Now, we've got to deal with anywhere from 90 million to 180 million gallons of oil that already leaked into the Gulf and has caused tremendous damage to the ecosystem.
With all this, you've still got stupid quips by BP executives:
“I am very excited that there’s no oil in the Gulf of Mexico,” Kent Wells, a senior vice president for BP, said about the flow during a teleconference on Thursday, “but we just started the test and I don’t want to create a false sense of excitement.”Really? There's no oil in the Gulf? Maybe there's no new oil gushing into the Gulf, but we've got the millions of gallons that already despoiled the Gulf as a result of a combination of factors, including technological failures and greed.
Oil stopped flowing at 2:25 p.m. local time, Mr. Wells said, when engineers closed the choke line, the final seal of the well. Engineers and scientists will now examine the results of the tests every six hours to determine the pressure levels.
The view one mile beneath the gulf on BP’s continuous live video feed was conspicuously calm, devoid of the clouds of crude oil that had been billowing since the disaster first occurred in April. Despite the long-anticipated moment, officials involved in the spill effort, including President Obama, were quick to downplay the development as a temporary measure.

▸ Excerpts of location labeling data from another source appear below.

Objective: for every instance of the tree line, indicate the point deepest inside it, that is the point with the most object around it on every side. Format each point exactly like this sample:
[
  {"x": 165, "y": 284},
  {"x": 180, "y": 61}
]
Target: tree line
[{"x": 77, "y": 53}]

“I think it is a positive sign, we’re still in the testing phase and I’ll have more to say about it tomorrow,” President Obama said in response to a shouted question at the conclusion of a news conference devoted entirely to the passage of the financial regulatory bill.
"We’re encouraged by this development, but this isn’t over," Thad W. Allen, the retired Coast Guard admiral who is overseeing the federal response to the spill, said in a statement on Thursday. "It remains likely that we will return to the containment process using this new stacking cap connected to the risers to attempt to collect up to 80,000 barrels of oil per day until the relief well is completed."
The main lesson here is that the oil companies simply do not have a plan to deal with major spills such as this, and lack the capabilities to do so under the harsh conditions that they now drill deepwater wells.
Here's a history of attempts to stop the oil spill.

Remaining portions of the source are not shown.